Im Urteil des BAG wurde ein mehrstufiges Verfahren betrachtet. Dabei war jede Stufe unabhängig voneinander zu bestehen. Der Begriff Vorstellungsgespräch ist weit zu verstehen und umfasst grundsätzlich alle Stufen.
Allerdings:
Beweist der AG, dass dem Bewerber die fachliche Eignung offensichtlich fehlt, ist eine Einladung entbehrlich.
Es stellt sich die Frage, ob sich die offensichtliche fachliche Nichteignung auch während des mehrstufigen Auswahlverfahrens ergeben kann und ein offensichtlich fachlich nicht geeigneter Bewerber zur nächsten Stufe einzuladen ist.
Das BAG sagt zudem:
Stellen die charakterlichen Mängel eines Bewerbers ein offensichtliches Einstellungs- bzw. Besetzungshindernis dar, kann der vom Gesetzgeber mit § 82 Satz 2 SGB IX aF verfolgte Zweck, dem schwerbehinderten Bewerber die Chance zu geben, den Arbeitgeber von seiner Eignung im weiteren Sinne zu überzeugen, von vornherein nicht erreicht werden. Die Einladung zu einem Vorstellungsgespräch würde sich in einem solchen Fall als bloße Förmelei erweisen.
Wenn sich ein Bewerber nach einem Test als offensichtlich ungeeignet erweist, wäre eine Einladung unnötige Förmelei.
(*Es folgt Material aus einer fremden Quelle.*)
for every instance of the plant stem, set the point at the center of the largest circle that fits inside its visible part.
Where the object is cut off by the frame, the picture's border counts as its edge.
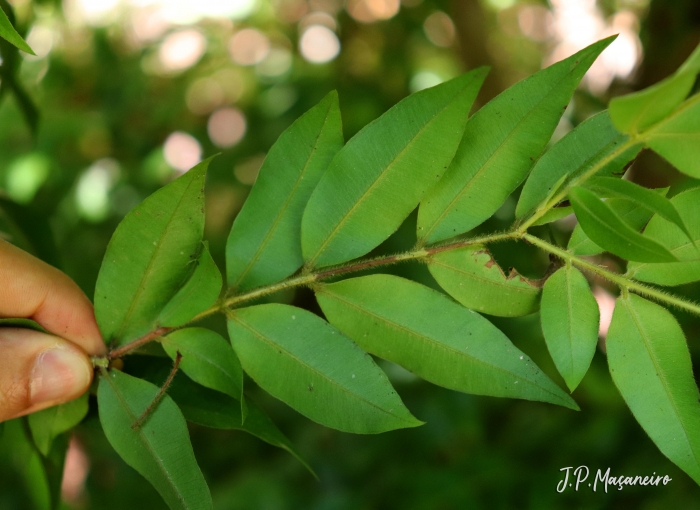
(621, 281)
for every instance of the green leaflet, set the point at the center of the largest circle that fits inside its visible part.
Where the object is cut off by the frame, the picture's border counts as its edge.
(472, 277)
(570, 320)
(264, 246)
(199, 293)
(606, 229)
(432, 336)
(499, 147)
(588, 144)
(8, 32)
(213, 409)
(554, 214)
(381, 175)
(635, 112)
(670, 236)
(47, 424)
(159, 449)
(207, 358)
(677, 139)
(644, 197)
(149, 256)
(302, 360)
(40, 475)
(633, 214)
(650, 364)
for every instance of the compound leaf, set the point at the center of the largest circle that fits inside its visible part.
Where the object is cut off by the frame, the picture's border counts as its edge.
(472, 277)
(570, 320)
(159, 448)
(302, 360)
(499, 147)
(650, 364)
(199, 292)
(149, 258)
(607, 230)
(381, 175)
(634, 113)
(264, 245)
(669, 235)
(432, 336)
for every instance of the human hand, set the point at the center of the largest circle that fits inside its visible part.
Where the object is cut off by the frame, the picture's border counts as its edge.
(39, 370)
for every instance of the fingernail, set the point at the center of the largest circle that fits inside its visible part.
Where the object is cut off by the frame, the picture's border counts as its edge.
(58, 375)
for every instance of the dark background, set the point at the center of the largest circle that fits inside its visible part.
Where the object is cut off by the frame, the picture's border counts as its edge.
(107, 103)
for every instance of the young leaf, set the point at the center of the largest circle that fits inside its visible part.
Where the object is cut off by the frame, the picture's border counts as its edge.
(159, 448)
(472, 277)
(197, 294)
(635, 112)
(432, 336)
(650, 364)
(588, 144)
(669, 235)
(643, 197)
(381, 175)
(215, 410)
(264, 246)
(631, 213)
(8, 32)
(606, 229)
(302, 360)
(207, 359)
(677, 139)
(47, 424)
(570, 320)
(148, 258)
(499, 147)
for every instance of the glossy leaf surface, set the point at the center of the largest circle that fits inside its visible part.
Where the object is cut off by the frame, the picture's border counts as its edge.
(500, 145)
(427, 333)
(381, 175)
(159, 449)
(650, 364)
(472, 277)
(302, 360)
(264, 244)
(606, 229)
(149, 258)
(570, 320)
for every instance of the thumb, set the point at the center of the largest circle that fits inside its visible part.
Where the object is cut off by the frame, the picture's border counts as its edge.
(38, 371)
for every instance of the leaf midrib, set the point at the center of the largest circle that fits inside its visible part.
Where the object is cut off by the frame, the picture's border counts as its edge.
(144, 439)
(365, 195)
(433, 341)
(150, 267)
(280, 214)
(278, 346)
(662, 377)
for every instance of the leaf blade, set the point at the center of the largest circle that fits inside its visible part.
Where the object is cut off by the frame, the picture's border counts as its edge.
(263, 246)
(149, 448)
(499, 147)
(651, 367)
(570, 319)
(606, 229)
(381, 175)
(435, 338)
(308, 356)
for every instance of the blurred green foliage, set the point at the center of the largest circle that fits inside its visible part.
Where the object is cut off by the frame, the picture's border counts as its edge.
(108, 101)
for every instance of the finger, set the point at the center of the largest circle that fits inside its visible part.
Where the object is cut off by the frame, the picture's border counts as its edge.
(39, 371)
(34, 290)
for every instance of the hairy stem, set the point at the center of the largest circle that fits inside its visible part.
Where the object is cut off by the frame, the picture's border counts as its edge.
(626, 284)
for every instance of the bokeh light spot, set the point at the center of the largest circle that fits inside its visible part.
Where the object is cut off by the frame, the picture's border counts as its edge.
(319, 44)
(182, 151)
(226, 127)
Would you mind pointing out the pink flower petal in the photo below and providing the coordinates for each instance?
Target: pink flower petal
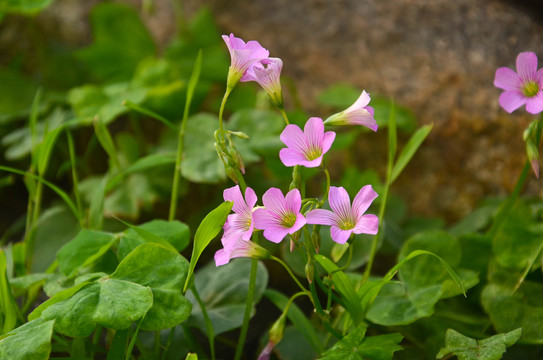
(221, 257)
(234, 194)
(507, 79)
(363, 200)
(539, 78)
(367, 224)
(293, 137)
(321, 217)
(327, 141)
(362, 101)
(276, 234)
(340, 236)
(291, 157)
(250, 198)
(511, 100)
(313, 131)
(527, 65)
(293, 201)
(274, 201)
(340, 202)
(300, 222)
(534, 105)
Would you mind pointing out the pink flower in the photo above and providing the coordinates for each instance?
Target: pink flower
(523, 87)
(267, 74)
(345, 219)
(241, 222)
(242, 55)
(234, 247)
(305, 148)
(280, 215)
(358, 113)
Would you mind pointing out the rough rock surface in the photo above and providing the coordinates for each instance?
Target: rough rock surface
(436, 57)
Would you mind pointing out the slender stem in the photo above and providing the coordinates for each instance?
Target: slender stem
(291, 274)
(75, 179)
(169, 343)
(248, 308)
(221, 111)
(241, 181)
(207, 320)
(375, 240)
(327, 173)
(284, 115)
(177, 172)
(390, 163)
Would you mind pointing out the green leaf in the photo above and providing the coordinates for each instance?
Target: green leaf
(355, 346)
(24, 7)
(344, 287)
(146, 283)
(409, 150)
(201, 163)
(164, 272)
(106, 103)
(74, 315)
(104, 137)
(121, 302)
(224, 290)
(83, 250)
(398, 305)
(118, 346)
(297, 317)
(96, 206)
(208, 229)
(522, 309)
(120, 42)
(29, 341)
(150, 161)
(429, 270)
(514, 244)
(466, 348)
(263, 128)
(45, 148)
(174, 235)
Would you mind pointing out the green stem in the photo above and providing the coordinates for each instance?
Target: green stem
(53, 187)
(207, 320)
(221, 111)
(169, 343)
(284, 115)
(248, 308)
(177, 171)
(75, 179)
(327, 173)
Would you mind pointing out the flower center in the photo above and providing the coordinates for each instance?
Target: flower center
(289, 220)
(346, 225)
(530, 89)
(313, 153)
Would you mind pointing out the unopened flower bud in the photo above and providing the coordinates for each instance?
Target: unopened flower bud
(276, 334)
(310, 270)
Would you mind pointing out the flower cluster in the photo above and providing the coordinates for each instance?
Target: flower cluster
(281, 215)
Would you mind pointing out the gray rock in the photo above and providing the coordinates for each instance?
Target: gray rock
(436, 57)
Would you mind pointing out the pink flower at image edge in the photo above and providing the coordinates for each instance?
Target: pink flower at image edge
(524, 87)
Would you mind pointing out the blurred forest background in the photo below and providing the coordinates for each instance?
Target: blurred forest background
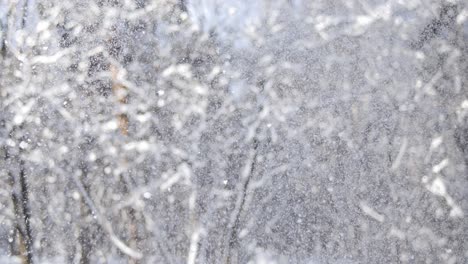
(235, 131)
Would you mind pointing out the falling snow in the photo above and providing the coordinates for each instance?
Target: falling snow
(233, 131)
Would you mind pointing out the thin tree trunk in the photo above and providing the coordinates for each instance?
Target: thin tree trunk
(120, 91)
(28, 239)
(233, 228)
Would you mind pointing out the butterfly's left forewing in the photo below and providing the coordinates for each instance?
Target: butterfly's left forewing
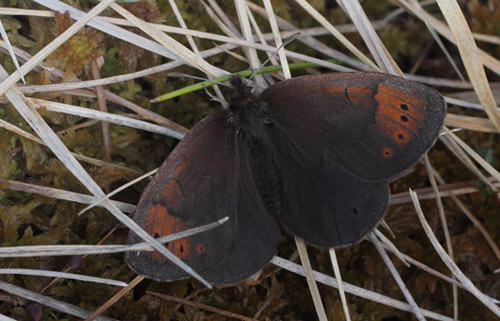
(201, 181)
(338, 139)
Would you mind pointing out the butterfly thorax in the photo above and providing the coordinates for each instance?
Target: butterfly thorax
(252, 127)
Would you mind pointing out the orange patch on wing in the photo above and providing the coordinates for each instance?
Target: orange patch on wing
(399, 116)
(404, 98)
(334, 89)
(160, 223)
(387, 152)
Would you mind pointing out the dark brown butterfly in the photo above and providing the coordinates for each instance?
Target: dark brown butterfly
(317, 152)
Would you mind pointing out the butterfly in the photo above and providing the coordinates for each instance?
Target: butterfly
(313, 153)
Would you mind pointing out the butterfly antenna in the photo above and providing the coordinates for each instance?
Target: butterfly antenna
(275, 53)
(181, 74)
(214, 98)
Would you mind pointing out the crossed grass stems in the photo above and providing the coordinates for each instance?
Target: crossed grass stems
(181, 55)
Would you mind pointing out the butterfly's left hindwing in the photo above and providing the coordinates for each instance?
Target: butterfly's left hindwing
(201, 181)
(338, 139)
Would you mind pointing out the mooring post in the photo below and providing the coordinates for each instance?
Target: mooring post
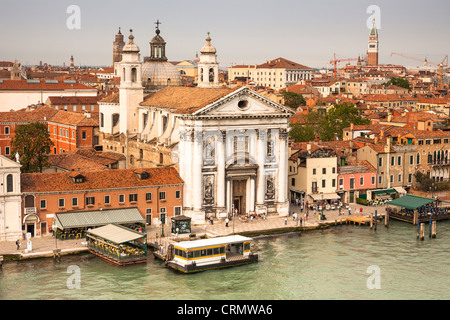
(422, 231)
(431, 221)
(433, 229)
(386, 218)
(57, 254)
(418, 229)
(376, 219)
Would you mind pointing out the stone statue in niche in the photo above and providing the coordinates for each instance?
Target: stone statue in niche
(209, 148)
(270, 188)
(208, 198)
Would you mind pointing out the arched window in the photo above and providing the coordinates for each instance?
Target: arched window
(9, 183)
(211, 75)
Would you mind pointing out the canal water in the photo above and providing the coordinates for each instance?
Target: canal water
(343, 262)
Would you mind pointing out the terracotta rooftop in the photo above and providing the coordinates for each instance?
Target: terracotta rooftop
(98, 180)
(72, 100)
(42, 84)
(185, 100)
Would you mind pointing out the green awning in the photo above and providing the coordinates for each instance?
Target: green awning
(385, 191)
(410, 201)
(97, 218)
(116, 234)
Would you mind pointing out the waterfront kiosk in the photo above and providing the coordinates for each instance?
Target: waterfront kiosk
(73, 225)
(117, 244)
(181, 225)
(415, 209)
(214, 253)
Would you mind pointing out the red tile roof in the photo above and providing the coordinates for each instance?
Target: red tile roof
(26, 85)
(98, 180)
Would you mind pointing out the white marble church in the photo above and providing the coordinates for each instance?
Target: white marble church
(230, 145)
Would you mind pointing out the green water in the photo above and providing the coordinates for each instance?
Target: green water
(329, 264)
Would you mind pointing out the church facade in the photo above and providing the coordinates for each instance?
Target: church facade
(229, 145)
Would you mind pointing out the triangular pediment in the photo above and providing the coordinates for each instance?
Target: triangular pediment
(245, 102)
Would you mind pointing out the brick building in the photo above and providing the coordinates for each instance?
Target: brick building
(151, 191)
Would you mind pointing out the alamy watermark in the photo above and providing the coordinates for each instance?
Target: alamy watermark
(74, 280)
(374, 280)
(73, 21)
(375, 16)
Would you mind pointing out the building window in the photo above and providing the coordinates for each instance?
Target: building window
(9, 183)
(90, 201)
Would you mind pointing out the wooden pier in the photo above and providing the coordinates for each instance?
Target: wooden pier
(362, 220)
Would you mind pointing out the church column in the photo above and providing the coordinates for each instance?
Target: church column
(252, 194)
(261, 154)
(197, 181)
(221, 184)
(283, 164)
(229, 195)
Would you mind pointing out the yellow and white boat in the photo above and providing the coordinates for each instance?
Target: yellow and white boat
(214, 253)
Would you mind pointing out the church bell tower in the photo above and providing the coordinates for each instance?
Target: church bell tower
(208, 67)
(372, 49)
(131, 92)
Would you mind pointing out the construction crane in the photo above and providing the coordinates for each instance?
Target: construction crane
(336, 61)
(440, 65)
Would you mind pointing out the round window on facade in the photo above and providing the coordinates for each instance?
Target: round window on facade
(243, 104)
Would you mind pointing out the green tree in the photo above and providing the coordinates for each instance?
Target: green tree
(32, 142)
(293, 100)
(302, 133)
(399, 82)
(337, 118)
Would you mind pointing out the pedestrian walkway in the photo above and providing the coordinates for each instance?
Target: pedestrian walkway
(44, 246)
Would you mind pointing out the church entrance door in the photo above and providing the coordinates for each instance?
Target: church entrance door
(239, 195)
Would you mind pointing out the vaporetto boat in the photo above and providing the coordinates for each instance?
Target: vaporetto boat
(214, 253)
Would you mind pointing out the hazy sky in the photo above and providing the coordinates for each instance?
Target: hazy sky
(244, 31)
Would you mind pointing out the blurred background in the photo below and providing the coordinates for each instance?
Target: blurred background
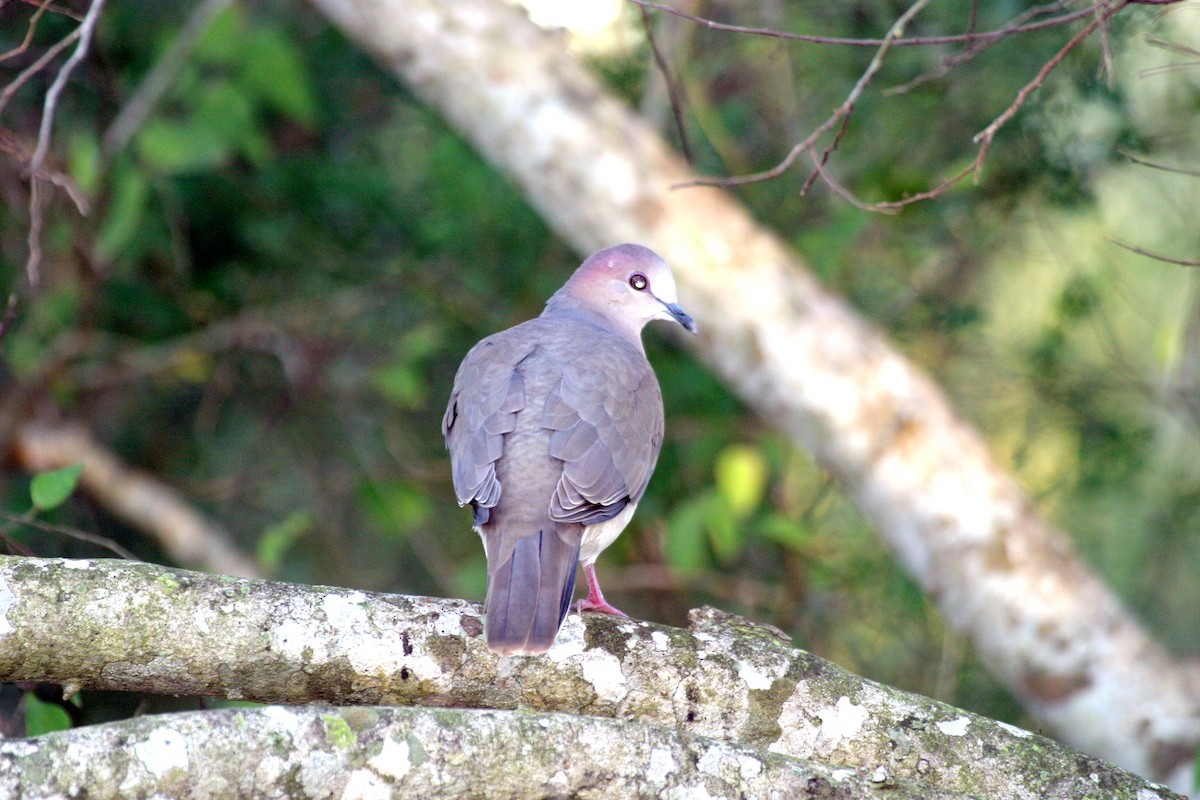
(287, 257)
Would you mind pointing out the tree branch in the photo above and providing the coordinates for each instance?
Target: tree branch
(385, 752)
(102, 624)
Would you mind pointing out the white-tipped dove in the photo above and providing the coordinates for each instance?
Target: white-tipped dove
(553, 427)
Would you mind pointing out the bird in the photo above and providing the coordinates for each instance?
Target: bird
(553, 428)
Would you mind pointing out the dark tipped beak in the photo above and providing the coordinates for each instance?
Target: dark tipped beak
(682, 317)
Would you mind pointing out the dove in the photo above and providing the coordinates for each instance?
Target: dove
(553, 429)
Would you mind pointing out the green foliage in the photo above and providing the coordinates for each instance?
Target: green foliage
(277, 540)
(43, 717)
(282, 270)
(52, 488)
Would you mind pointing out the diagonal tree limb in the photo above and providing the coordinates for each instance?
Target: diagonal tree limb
(109, 624)
(807, 362)
(387, 752)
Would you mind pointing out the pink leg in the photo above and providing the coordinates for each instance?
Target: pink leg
(595, 601)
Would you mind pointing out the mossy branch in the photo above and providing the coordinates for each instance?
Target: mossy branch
(119, 625)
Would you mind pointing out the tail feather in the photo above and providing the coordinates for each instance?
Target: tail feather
(529, 594)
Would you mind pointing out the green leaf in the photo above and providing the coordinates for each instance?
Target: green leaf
(180, 146)
(51, 489)
(125, 212)
(277, 539)
(396, 506)
(724, 533)
(277, 73)
(741, 476)
(790, 533)
(687, 534)
(402, 384)
(43, 717)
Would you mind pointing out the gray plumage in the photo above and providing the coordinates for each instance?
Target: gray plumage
(553, 429)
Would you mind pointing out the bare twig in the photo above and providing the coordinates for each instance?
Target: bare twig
(36, 205)
(12, 146)
(916, 41)
(147, 97)
(139, 499)
(1157, 164)
(1157, 257)
(834, 119)
(73, 533)
(35, 67)
(58, 10)
(29, 32)
(10, 314)
(675, 91)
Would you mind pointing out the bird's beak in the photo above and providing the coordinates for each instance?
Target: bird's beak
(682, 317)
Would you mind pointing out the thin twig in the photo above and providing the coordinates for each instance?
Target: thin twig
(917, 41)
(35, 67)
(841, 112)
(1105, 46)
(147, 97)
(49, 107)
(73, 533)
(10, 314)
(1157, 164)
(673, 90)
(1157, 257)
(29, 32)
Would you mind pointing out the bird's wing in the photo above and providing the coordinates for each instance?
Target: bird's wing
(606, 422)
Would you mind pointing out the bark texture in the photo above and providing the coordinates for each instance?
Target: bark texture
(805, 361)
(120, 625)
(369, 753)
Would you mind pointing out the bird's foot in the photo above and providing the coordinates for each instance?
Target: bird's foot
(595, 601)
(600, 607)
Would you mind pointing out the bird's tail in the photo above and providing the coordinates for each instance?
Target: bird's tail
(529, 594)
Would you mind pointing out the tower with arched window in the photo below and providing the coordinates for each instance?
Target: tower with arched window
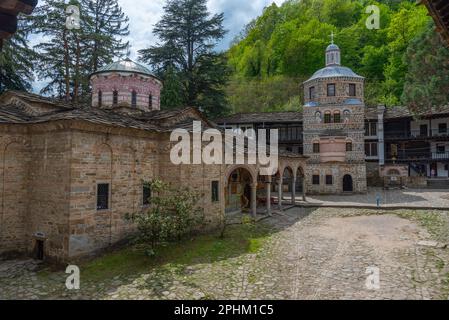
(333, 116)
(125, 83)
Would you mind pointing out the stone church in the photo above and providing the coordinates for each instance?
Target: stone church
(69, 174)
(334, 127)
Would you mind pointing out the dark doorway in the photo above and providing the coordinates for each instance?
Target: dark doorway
(347, 183)
(423, 130)
(39, 250)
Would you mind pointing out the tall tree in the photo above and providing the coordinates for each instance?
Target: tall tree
(68, 56)
(188, 35)
(171, 94)
(107, 25)
(427, 80)
(16, 60)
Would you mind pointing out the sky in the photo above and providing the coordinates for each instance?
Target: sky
(144, 14)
Diese Ansicht lässt sich auch auf ein mehrstufiges Verfahren anwenden, in dem der AG den Bewerber nach Nichtbestehen einer Stufe nicht einladen muss, wenn sich der Bewerber als offensichtlich fachlich nicht geeignet erweist.
Das BAG sagt hierzu:
Nach alledem ist es zwar – auch im Hinblick auf die Regelung in § 82 Satz 2 SGB IX aF – nicht grundsätzlich ausgeschlossen, dass der Arbeitgeber mehrstufig in dem Sinne verfährt, dass er zunächst mit allen Bewerber/innen auf einer ersten Stufe ein Vorstellungsgespräch führt und sodann nur diejenigen, die auf dieser ersten Stufe überzeugt haben, zu einem weiterführenden Auswahlgespräch, Test etc. einlädt. Allerdings kommt der öffentliche Arbeitgeber mit der Einladung eines/r schwerbehinderten Bewerbers/in allein zu dem auf der ersten Stufe stattfindenden Vorstellungsgespräch seiner Verpflichtung nach § 82 Satz 2 SGB IX aF nur dann nach, wenn er sich bereits aufgrund dieses Vorstellungsgesprächs einen umfassenden Eindruck darüber verschaffen kann, ob diese/r Bewerber/in über die fachliche und persönliche Eignung verfügt, die für die zu besetzende Stelle erforderlich ist.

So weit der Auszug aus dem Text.